- Erica Pierce (Mothergod). From UNITY #0, art by Barry Windsor-Smith

Publication information
- Publisher: Valiant Comics
- First appearance: Solar, Man of the Atom #1 (1991)
- Created by: Jim Shooter Barry Windsor-Smith Bob Layton

In-story information
- Alter ego: Erica Pierce
- Abilities: Energy manipulation Matter manipulation Reality warping

= Mothergod =

Mothergod (Erica Pierce) is a fictional character from Valiant Comics. She was exposed to the same energies that turned Phil Seleski into Solar, and she gained the same energy and matter manipulation powers.
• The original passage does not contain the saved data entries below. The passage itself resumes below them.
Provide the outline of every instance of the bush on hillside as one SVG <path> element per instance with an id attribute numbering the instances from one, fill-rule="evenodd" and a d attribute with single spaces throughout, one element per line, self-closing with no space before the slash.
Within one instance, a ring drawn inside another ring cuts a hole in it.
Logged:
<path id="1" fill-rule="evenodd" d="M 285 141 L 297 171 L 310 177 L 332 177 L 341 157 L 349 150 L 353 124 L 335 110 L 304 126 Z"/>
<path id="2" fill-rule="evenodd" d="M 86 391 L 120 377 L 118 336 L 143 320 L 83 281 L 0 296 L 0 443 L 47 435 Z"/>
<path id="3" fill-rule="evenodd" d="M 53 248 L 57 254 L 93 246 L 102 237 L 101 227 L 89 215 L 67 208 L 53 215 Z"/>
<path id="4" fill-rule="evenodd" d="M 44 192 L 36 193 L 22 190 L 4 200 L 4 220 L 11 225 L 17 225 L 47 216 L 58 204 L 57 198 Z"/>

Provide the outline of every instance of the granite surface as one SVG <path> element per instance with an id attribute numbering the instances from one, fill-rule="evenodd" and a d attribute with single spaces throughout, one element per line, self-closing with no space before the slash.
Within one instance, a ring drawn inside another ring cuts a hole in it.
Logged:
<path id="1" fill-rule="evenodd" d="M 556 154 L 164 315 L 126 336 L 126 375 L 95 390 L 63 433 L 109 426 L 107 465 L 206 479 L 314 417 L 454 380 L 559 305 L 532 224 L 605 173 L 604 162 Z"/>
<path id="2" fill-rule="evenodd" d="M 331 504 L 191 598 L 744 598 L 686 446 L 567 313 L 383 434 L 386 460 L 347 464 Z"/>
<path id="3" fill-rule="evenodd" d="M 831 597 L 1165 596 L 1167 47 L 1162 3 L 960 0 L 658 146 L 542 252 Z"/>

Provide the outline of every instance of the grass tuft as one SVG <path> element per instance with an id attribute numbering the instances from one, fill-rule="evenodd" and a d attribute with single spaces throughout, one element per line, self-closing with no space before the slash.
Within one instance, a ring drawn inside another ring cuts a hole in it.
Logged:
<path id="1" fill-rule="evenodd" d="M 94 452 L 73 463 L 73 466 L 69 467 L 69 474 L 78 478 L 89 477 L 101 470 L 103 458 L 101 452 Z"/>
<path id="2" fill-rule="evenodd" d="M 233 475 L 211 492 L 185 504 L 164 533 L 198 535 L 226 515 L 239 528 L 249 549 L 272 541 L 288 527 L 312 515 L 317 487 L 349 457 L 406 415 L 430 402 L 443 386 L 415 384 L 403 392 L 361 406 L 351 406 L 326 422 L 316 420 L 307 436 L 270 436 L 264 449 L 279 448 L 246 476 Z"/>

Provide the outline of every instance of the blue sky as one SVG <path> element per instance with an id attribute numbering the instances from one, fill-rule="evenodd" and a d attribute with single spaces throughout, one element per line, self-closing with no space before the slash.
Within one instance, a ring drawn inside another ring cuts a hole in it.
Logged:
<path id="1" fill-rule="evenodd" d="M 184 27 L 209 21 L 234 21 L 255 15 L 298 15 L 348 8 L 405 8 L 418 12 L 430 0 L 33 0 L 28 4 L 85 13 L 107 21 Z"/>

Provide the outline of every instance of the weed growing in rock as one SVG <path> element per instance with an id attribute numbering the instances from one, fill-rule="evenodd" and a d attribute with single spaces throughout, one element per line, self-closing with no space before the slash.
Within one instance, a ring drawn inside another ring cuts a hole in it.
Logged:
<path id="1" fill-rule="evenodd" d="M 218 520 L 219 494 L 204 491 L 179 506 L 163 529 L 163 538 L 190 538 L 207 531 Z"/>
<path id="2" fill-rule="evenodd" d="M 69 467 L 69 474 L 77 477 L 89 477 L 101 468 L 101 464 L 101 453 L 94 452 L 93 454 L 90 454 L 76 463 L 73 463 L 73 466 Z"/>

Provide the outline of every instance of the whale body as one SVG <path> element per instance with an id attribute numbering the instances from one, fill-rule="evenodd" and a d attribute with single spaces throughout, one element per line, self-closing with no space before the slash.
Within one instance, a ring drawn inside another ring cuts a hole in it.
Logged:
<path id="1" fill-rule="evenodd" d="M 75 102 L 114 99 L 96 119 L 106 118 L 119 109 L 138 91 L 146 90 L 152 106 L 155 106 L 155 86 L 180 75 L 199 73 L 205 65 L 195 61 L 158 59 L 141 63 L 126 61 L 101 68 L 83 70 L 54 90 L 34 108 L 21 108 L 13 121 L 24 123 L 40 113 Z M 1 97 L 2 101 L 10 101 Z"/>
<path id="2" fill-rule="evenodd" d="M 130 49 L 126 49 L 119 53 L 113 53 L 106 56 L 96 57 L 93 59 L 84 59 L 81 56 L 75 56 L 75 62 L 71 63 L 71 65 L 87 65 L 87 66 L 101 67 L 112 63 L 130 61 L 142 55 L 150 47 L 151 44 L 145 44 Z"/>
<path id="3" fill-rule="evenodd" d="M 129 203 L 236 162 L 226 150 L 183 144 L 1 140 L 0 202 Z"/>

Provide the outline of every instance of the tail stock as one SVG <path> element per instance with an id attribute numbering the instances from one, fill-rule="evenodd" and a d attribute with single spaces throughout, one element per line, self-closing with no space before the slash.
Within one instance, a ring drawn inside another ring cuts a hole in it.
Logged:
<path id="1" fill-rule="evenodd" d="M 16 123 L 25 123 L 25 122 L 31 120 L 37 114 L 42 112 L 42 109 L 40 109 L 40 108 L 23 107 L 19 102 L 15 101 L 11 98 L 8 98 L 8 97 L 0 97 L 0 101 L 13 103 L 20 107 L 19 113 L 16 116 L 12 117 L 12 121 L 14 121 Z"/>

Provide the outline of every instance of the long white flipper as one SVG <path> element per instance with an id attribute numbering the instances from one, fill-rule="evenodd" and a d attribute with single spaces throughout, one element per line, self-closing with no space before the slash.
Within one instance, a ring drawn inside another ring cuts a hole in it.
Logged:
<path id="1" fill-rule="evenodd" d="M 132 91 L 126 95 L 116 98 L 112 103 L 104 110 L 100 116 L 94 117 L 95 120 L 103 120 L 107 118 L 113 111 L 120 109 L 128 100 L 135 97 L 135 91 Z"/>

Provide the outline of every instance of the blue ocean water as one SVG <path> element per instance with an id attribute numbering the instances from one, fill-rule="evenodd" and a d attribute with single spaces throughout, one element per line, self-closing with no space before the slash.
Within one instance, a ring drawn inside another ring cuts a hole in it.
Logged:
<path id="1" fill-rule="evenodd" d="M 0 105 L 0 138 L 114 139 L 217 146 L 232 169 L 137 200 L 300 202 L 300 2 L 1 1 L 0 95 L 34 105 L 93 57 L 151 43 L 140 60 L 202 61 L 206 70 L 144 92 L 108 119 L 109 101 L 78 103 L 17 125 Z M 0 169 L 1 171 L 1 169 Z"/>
Driven mad by the destruction and imperfect recreation of the universe, Mothergod sought to repair reality by erasing everything and starting again with the time streams aligned, leading to the events of the world-shaking UNITY Crossover.

==Publication history==
Despite being a central character within the original Valiant Universe, Mothergod was not given her own title series.

==Fictional character biography==
===Original Valiant continuity===
Erica works as a physicist along with Phil Seleski at Edgewater Nuclear Plant during the original near-explosion incident. The same accident that gives Phil Seleski his powers also grants Erica powers of her own - reality warping. Later, when Seleski accidentally destroys Earth and sends himself back in time, Erica is sucked back with him. The overall result of that moment is what became the Original Valiant Universe.

Erica's domestic life was bad and getting worse, ending with the decision to kill her abusive husband one evening. While in shock from the killing, the Erica Pierce who had traveled back in time came in and kills the Erica Pierce of this timeline and took over as her.

She takes her son and goes into hiding until August 5, 4001, when she set Unity in motion. Seleski's trip back in time had tangled up the timeline and Erica saw no way to untangle the mess. Instead she wants to start fresh by creating a new timeline. Her plans are stopped and she was put in a wormhole of non-existence to keep her from doing any more harm.

===Acclaim Comics continuity===
Erica is last seen in the wormhole during the second Unity.